Andy Poultney begrüßt uns in der „Deeper Church Lounge“. Ein „fresh X“-Projekt (fresh expressions – frische Ausdrucksformen) der anglikanischen Kirche, die mit der Lounge den Versuch unternimmt, Gemeinde dorthin zu tragen, wo die Menschen sind – meistens mitten in ihrem Alltag, mitten im Zentrum der Stadt. So kooperieren sie z.B. mit den „Street Pastors“, die uns Monica aus Lateinamerika vorstellt. Sie weiß, wie die Gewalt in den Favelas Südamerikas um sich greift und wie man Kriminalität im Kleinen unterbindet.
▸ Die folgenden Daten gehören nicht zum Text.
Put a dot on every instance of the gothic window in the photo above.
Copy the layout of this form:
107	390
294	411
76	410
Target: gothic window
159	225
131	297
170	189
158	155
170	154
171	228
Die Straßenpastoren bilden keine Bürgerwehr oder Miliz, sondern sind als Christen erkennbar in den Städten Englands unterwegs, um als Friedensstifter an den Brennpunkten zu sein, wo Gewalt entsteht oder Streit geschlichtet werden muss. Manchmal reicht auch eine Tasse Kaffee, die sie zur Hand haben. Inzwischen ist belegt, dass dort, wo die Christen einer Stadt als Street Pastors unterwegs sind, die Kriminalitätsrate spürbar gesunken ist. Wenn Christen in das Leben ihrer Stadt eintauchen und den Schalom Gottes verbreiten, dann kann man wohl von „Deeper Church“, reden – von einer Kirche, die tief im Leben und im Evangelium verwurzelt ist.
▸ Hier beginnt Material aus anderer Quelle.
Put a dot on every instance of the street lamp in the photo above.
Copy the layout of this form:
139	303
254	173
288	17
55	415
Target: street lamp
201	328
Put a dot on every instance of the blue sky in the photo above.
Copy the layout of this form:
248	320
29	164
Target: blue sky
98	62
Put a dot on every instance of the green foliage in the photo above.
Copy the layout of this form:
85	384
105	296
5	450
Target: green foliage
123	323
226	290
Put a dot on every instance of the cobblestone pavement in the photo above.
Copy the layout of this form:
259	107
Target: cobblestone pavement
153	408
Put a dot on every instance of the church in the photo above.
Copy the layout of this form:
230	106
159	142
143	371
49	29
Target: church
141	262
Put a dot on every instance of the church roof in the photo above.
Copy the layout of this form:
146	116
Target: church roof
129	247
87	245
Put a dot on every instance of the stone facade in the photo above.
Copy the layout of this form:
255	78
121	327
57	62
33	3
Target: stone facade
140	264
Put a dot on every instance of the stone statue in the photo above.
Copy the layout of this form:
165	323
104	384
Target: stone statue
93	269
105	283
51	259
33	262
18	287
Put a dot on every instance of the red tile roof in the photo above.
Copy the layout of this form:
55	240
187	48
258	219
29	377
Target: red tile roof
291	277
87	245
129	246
Ian Bunce, Pastor der Romford Baptist Church hat ein Händchen für andere Kulturen. Vielleicht war er deswegen auch der richtige Mann, um diese Reise im Hintergrund für uns zu organisieren. Der Gottesdienst unterscheidet sich kaum von einem klassischen Gottesdienst in unseren Baptistengemeinden. Er hätte auch in Flensburg sein können oder Brandenburg oder Spandau ... Was auffiel, war der große Anteil unterschiedlicher Kulturen, die miteinander Gottesdienst feierten. Wenn Gemeinde nicht wartet, dass die Welt zu ihr kommt, sondern sie sich auf den Weg in die Welt macht, dann kommt vielleicht so etwas wie Romford Baptist Church dabei heraus. Die Bereitschaft, den Fremden willkommen zu heißen, zeichnete auch diese Begegnung aus.
Die Offenheit, voneinander zu lernen, aber auch zu zeigen, wie man den Glauben im eigenen Kontext versteht und lebt, brachte die Reise in dieser letzten Begegnung auf den Punkt. Sie ist ein Aufruf, Gemeinde in die Welt zu bringen und nicht darauf zu warten, dass die Welt in die Gemeinde kommt. London calling, ein Ruf, der nachhallt.